Gay couples could be legally turned away from wedding service providers, and anti-discrimination laws designed to protect LGBT people would be overturned, under an extraordinary rival same-sex marriage bill released on Monday.

The bill would legalise same-sex marriage but attached would be a swag of exemptions and extensions to the law, designed to protect anyone who objects to same-sex marriage, or gay and transgender people in general. The bill has already generated ire and fear from LGBTI people.

Its release comes ahead of the highly-anticipated result in Australia's same-sex marriage survey on Wednesday. If a "yes" vote is successful, the fight for same-sex marriage will return to the parliament, where politicians are expected to duke it out over what exemptions should be in a bill to allow same-sex marriage.

The bill released on Monday, sponsored by Liberal senator James Paterson, is intended as a counter to one penned by Liberal senator Dean Smith. Smith has said he would introduce his bill on Thursday should the result in the survey come back as "yes".

The Paterson bill would see a wide variety of wedding service providers — including bakers, florists, photographers, transports providers and hotels — granted the right to turn away gay couples. The exemptions would apply to wedding-related services – for instance, a gay couple could likely be ejected from a hotel on their honeymoon, but not on a regular holiday.

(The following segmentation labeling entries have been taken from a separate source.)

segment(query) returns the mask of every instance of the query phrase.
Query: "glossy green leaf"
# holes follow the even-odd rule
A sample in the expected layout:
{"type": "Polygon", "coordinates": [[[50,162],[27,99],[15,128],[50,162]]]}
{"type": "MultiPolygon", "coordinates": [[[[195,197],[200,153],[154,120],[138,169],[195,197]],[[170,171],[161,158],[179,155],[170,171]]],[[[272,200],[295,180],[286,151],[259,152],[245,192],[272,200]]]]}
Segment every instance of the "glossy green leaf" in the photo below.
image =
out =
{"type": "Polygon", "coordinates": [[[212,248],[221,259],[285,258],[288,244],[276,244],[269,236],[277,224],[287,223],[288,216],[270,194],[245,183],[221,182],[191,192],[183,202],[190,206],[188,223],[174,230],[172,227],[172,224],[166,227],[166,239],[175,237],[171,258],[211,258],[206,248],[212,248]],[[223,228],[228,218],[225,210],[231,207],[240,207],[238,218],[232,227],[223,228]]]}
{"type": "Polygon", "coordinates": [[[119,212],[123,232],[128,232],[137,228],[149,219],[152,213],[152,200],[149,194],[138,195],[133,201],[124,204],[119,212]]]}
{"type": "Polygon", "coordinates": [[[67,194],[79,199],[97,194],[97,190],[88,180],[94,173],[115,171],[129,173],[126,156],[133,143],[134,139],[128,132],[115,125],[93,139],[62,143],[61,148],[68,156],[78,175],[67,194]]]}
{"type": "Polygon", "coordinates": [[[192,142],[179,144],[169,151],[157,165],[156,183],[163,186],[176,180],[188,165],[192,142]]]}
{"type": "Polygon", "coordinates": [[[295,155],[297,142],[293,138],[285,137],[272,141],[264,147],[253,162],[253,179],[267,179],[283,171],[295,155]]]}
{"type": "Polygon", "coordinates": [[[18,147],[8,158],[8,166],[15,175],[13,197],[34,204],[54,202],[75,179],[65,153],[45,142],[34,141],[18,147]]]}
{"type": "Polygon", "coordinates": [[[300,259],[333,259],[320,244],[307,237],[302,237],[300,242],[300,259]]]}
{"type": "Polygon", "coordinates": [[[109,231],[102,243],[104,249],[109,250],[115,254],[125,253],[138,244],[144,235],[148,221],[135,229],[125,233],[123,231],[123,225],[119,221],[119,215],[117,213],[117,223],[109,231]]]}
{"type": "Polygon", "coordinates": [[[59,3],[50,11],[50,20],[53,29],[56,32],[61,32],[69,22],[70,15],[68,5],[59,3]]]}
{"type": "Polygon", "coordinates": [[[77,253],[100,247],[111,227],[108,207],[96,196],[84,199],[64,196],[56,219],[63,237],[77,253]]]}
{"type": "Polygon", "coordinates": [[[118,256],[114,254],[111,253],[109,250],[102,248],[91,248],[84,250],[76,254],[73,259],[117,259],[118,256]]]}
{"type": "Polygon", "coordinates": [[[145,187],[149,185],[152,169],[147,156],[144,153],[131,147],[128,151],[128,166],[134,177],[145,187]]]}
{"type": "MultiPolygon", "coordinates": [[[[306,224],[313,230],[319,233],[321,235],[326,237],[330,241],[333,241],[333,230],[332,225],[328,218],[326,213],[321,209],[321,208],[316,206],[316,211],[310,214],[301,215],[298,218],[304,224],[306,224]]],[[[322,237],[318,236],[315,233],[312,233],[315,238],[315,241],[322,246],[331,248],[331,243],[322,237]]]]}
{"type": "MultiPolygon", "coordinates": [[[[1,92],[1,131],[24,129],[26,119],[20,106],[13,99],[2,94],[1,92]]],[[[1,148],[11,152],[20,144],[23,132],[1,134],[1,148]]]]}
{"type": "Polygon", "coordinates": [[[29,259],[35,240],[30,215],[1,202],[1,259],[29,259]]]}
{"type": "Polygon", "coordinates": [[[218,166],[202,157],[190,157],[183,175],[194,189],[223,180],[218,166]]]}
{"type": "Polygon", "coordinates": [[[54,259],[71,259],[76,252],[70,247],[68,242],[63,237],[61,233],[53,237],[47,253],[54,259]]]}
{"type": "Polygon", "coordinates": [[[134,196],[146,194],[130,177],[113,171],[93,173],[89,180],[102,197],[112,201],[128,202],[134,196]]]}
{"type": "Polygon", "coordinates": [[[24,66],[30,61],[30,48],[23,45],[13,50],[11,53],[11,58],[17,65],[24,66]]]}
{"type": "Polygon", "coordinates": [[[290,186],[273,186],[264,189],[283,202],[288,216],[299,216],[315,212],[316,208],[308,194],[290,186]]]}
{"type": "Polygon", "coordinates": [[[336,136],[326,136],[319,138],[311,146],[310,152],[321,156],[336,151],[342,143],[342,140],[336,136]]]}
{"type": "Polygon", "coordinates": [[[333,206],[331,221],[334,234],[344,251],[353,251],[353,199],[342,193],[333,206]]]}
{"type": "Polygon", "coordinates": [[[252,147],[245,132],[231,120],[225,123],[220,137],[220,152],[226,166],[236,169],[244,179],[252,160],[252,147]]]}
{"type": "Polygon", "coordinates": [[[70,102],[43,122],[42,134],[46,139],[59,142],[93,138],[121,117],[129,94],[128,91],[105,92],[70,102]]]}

It would include a clause that allows government employees to discriminate against same-sex couples by refusing to register their marriages on the relevant state or territory registry. This famously played out in the US with Kentucky county clerk Kim Davis, who was briefly jailed after refusing to register a same-sex couple in August, 2015.

The bill would also protect a number of beliefs under the law — including the view that marriage is solely between a man and a woman; that sex should only be between a married man and woman; that gender is a binary; and even the view that same-sex relationships are immoral or wrong.

The bill would enshrine a right to hold, express, and act on those beliefs, and override any state or territory laws that infringe on those beliefs in order to prevent discrimination against LGBTI people.

The bill would also create a right for parents to pull their kids out of class if the content taught contravenes their beliefs against same-sex marriage, and sex outside of marriage.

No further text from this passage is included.